Can a woman take her place in the Philippine city? Would she have the chance to shape it? Will our environment allow feminist places? These questions grapple with steep power relations, from our colonial past to our present authoritarian state. We are still at the level where a teenager has to school a misogynist television host about rape culture. We still live in a regime where a litany of offenses against women have left many feeling resigned; remarks about shooting vaginas can get away, and statements like telling working women leaders to "just maybe shut up" or calling them frauds are hailed by a certain population.
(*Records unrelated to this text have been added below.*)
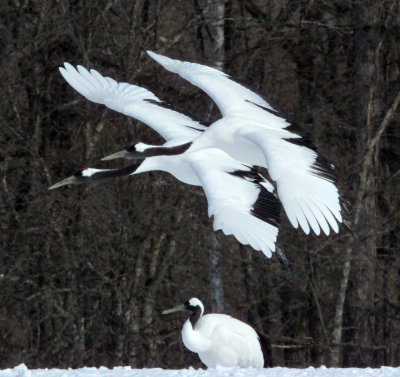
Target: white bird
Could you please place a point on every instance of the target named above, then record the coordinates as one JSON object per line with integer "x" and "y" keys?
{"x": 240, "y": 199}
{"x": 250, "y": 130}
{"x": 219, "y": 339}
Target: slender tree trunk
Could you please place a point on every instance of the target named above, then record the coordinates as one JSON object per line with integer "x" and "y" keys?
{"x": 367, "y": 49}
{"x": 217, "y": 8}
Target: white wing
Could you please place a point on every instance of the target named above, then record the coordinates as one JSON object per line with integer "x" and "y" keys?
{"x": 232, "y": 97}
{"x": 306, "y": 182}
{"x": 134, "y": 101}
{"x": 239, "y": 198}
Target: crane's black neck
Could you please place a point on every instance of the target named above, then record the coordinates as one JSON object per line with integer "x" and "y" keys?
{"x": 109, "y": 173}
{"x": 196, "y": 314}
{"x": 158, "y": 151}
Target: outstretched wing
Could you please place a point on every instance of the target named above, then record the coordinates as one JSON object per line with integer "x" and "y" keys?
{"x": 240, "y": 199}
{"x": 306, "y": 181}
{"x": 232, "y": 97}
{"x": 134, "y": 101}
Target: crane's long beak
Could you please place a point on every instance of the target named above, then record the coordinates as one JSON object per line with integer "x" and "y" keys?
{"x": 175, "y": 309}
{"x": 121, "y": 154}
{"x": 67, "y": 181}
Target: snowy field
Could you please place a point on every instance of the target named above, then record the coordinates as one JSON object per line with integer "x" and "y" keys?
{"x": 23, "y": 371}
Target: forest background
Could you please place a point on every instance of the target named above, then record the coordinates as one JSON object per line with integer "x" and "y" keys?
{"x": 85, "y": 271}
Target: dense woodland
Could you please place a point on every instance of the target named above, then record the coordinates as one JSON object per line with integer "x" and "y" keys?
{"x": 85, "y": 271}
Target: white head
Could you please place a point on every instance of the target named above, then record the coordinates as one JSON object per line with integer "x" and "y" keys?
{"x": 193, "y": 303}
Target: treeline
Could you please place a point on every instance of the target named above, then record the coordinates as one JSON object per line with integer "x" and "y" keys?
{"x": 86, "y": 271}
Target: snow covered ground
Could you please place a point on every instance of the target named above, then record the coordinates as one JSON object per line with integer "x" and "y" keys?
{"x": 23, "y": 371}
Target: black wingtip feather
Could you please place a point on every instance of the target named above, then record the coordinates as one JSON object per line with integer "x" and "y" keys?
{"x": 267, "y": 207}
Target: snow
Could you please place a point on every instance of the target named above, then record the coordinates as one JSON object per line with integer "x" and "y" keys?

We have a long way to go. I imagine: What would Philippine cities look like if they were created by the working woman, the mother, the young girl, the widow, the indigenous woman, the lesbian, and the person who would be at the intersection of these descriptions? In our country, it’s already difficult to bring about urban transformation to have the bare minimum for better mobility and greener environments. Reshaping places for women shares some goals with these aspirations, the most common being an improved public realm. Better lighting and evenly paved sidewalks already promote safety, and creating spaces that support women’s multitasking activities are a few examples of addressing this.

My experience traversing Marikina to Pasay and back was long ago, but I still encounter harassment when I’m outdoors, I still feel fear. I’m sure many other women can say the same today. Despite this, pondering about a more feminist Philippine city also gives me hope.

Kern writes how a feminist city should be “care-centred,” in the sense that the city can enable us to “spread care more evenly.” Care manifests in so many things that the Filipino woman already does, from her work inside the home to organizing for causes, from supporting other women to leading much-needed changes in society. This care counters the shadow of dominance and hostility in our cities through the relations and friendships that we produce, and it even extends beyond our borders to other cities in the world through our nurses and caregivers. There is a quiet but certain power to this, but it still reveals something of great importance: Filipino women can, and will claim their place in the city.